While many people use the beginning of a new year as an opportunity to start new hobbies, if you’ve looking to learn how to ride a motorbike or moped in 2013, you need to be aware of forthcoming changes for practical tests. I know it sounds obvious, but if you don’t familiarize yourself with the new regulations, there’s a chance you might not be allowed to take your exam and won’t be legally allowed to take to the roads.

Perhaps the most important thing you ought to be conscious of is when the changes come into effect. This date is January 19th 2013 (which is a Saturday), so if you’ve got aspirations of taking to the road on two wheels in time for the spring and are yet to arrange your practical test, you’ll need to be conscious of the following changes detailed below.

MotorcycleMotorcycles

If you’re looking to ride a motorbike but yet to actually buy one, I can’t stress enough how important it is to ensure that you get a vehicle that is deemed acceptable for use in a practical test.

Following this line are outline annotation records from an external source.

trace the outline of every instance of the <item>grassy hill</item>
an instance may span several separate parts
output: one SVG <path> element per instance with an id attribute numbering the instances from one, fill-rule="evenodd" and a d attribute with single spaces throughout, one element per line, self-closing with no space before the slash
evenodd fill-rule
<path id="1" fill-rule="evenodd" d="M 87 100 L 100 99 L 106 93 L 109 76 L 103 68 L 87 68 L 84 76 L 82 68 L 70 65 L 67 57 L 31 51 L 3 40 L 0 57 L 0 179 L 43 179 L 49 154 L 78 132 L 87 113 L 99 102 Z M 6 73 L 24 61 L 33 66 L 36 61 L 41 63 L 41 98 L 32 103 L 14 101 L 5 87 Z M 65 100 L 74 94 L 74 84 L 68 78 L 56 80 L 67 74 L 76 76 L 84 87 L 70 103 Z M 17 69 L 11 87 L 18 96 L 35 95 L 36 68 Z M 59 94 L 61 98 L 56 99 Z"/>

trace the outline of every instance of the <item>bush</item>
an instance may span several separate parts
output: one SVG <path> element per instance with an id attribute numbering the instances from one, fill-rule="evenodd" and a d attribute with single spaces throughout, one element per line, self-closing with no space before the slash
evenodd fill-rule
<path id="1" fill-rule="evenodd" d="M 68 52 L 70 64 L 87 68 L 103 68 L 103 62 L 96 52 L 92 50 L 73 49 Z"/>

With a number of bikes set to be placed in a different category (which will affect the type of licence you require) and several that will no longer be recognized, it’s important that, whether you’re thinking of purchasing a Yamaha motorcycle or another brand, that you get a permitted model.

Among the vehicles that will not be acceptable for use in a test are the Honda Integra, Kawasaki VN900 and Vespa GTV 300, so it’s worth seeking advice from an expert dealer or the Department for Transport (DfT) in advance to make certain the bike you buy is authorized. Attempting to take your test on a bike that doesn’t meet the new standards will not only see your examination cancelled, but you might also not be refunded the fee that you have paid.

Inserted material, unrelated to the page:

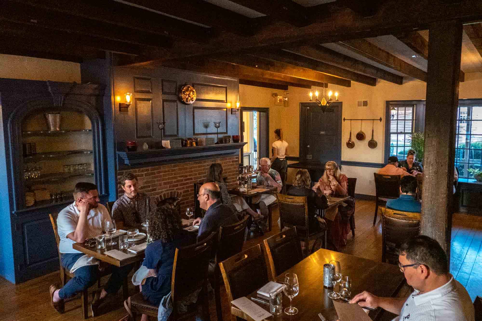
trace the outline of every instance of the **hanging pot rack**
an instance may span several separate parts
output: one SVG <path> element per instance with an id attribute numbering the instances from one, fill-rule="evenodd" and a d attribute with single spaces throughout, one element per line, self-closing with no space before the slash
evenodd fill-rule
<path id="1" fill-rule="evenodd" d="M 372 119 L 372 118 L 355 119 L 355 118 L 345 118 L 345 117 L 343 117 L 343 121 L 345 121 L 345 120 L 380 120 L 380 122 L 381 122 L 382 118 L 380 117 L 380 118 L 375 118 L 375 119 Z"/>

Should you wish to be licensed for a category A2 motorcycle, you will need a vehicle that has at least a minimum 395 cc engine and a power output of somewhere between 25 and 35 kW. Those wanting to ride a category A bike, meanwhile, will now need to be at least 24 years of age before they can take their test. Models that fall under this specification are now classed as having a minimum power output of 40 kW and an engine that is 595 cc or above.

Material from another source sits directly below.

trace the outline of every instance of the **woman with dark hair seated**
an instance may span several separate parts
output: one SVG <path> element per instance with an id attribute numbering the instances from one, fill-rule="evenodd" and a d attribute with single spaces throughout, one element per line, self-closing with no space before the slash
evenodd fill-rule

Regardless of what kind of motorbike you want to use for your test, the vehicle must also meet the following criteria:

• Have a speedometer that measures speed in mph
• Display L plates (although both L and D plates can be used in Wales) on both the front and rear of the vehicle
• Be insured, taxed and roadworthy
• Have no engine warning lights showing

 

MopedMopeds

While the majority of the new rules that are set to come into effect will directly impact motorcyclists, would-be moped riders should also make sure they keep abreast of the changes.

Not only must you ensure that L plates are clearly displayed on both the front and back of your vehicle, but the moped must be properly taxed, insured and be roadworthy. It’s also worth remembering that the vehicle’s maximum speed must not be above 28 mph.

As you can see, there are lots of things that will need to be done prior to the start of your practical test, but if there is anything you’re unclear about it’s worth contacting the DfT as soon as possible for clarification.